Two of my dulcimers have wooden pegs and one of my fretless banjos has patent pegs. Everything else has gears or zither pins. The only one I had real problems with recently was the dulcimer with the Grover patent pegs. The Pegheds fixed that.
Warren says to just use chalk not any of the peg drops. I have a small Warren May 'groundhog' with the wooden tuners, I can use chalk now but not sure what the other owner used or for how long. Most of the pegs do fine but i have one that is a problem, I was wondering if I should switch it around with one of the others, maybe over the years it got into the wrong slot.
Stewart, I had that same conundrum several years ago (more than 20!), since my first real wooden dulcimer was made by Warren May and, after awhile, I wanted geared tuners like it seemed everyone else had (even though I only played it about once a year). My solution was to buy a second Warren May dulcimer--one that had the 6.5 fret and geared tuners! That may not be your solution. You may want to consider shipping it to Warren and having him change out the pegs...he'll do it "for a price" (don't know what that would be these days) and you could be sure the job would be done right!
Ok so, I get the purity of keeping the original tuners in place, and I do love the thing, so selling it is out of the question. But sometimes it takes a good 5 minutes to get it in unison! The local guitar guys are metal heads so I don't know if I trust them for maintenance or advice... Also, maybe if one of you more knowledgeable members have time, a tutorial on string changing with pegs would help us newbies! Do you tie the string around the shafts of the peg, similar to tying a knot on a nylon string guitar?
The Grover Sta-Tites that you are looking at are mechanical friction pegs just like your wood tuning pegs. I did not check the dimensions of the pegs, but you would need to make sure your holes are small enough to accept the new turners. Frankly those pegs would not be a great improvement over Warren's tuning pegs. I had one break last year. I sent Warren the peg. He repaired it and send it back to me along with a new peg at no cost to me. That's great service. I put the new peg in and it works fine. If you were to use Pegheds you would have to make sure you the size of the holes in order to get the correct size tuners.
"The dulcimer sings a sweet song."
In all all honesty, I would not change out the tuners.
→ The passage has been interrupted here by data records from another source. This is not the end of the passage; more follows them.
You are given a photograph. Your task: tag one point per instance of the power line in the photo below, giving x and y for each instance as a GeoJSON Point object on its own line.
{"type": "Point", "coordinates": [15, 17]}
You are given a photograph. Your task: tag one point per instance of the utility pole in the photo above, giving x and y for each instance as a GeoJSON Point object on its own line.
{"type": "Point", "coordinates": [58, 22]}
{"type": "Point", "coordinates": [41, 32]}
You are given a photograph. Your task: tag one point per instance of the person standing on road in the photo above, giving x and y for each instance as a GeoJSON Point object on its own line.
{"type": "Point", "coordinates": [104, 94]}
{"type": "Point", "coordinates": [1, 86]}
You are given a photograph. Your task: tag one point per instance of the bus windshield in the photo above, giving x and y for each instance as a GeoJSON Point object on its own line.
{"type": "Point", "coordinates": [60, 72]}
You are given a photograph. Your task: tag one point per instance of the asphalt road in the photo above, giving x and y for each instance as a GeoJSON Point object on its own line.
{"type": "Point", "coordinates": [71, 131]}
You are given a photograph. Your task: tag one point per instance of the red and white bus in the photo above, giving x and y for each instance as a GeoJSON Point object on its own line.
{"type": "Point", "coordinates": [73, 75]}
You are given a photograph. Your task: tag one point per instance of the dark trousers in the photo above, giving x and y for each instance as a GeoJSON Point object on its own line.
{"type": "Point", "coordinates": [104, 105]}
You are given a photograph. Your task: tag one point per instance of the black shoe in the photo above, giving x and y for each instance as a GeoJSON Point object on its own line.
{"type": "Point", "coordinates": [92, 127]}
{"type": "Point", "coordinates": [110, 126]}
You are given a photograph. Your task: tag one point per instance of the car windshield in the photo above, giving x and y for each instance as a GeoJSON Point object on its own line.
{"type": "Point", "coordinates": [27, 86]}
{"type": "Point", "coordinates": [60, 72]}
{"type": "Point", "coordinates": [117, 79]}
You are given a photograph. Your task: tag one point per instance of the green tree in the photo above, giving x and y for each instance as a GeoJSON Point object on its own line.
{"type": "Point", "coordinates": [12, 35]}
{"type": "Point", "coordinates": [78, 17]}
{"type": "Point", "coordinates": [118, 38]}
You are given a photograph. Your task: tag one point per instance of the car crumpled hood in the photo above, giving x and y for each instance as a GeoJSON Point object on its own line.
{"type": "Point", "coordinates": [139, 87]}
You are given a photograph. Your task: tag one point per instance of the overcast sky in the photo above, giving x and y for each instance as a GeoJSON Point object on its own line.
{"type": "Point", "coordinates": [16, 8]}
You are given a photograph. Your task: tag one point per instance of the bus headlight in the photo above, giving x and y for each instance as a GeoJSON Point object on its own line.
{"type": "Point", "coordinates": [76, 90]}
You will be seriously impacting the re-sale value of the dulcimer.
The best thing to do is learn to live with and use the original tuners. It really isn't hard. You can get fine tuners that will allow you to dial in a tuning once you're close with the pegs.
There really is no sure-fire solution. There are Pegheds and Knilling/Perfection geared tuners which look like wooden pegs, but there is a better than 50% chance they will not fit the existing holes in your dulcimer. If you enlarge the holes you'll never be able to use the original tuners again.
If you absolutely can't stand the dulcimer because of its wooden tuning pegs, IMHO you should seriously consider selling the instrument before your consider changing out the pegs to something else.
Is there an issue with the rosewood pegs (broken, worn out)? If you are looking to replace them with mechanical tuners, I'm not sure if any are available that don't require screws with the exception of Precision Pegs. I'ml sure that some of our dulcimer making members will be able to answer that. Changing to mechanical tuners will probably reduce the value of your Warren May original.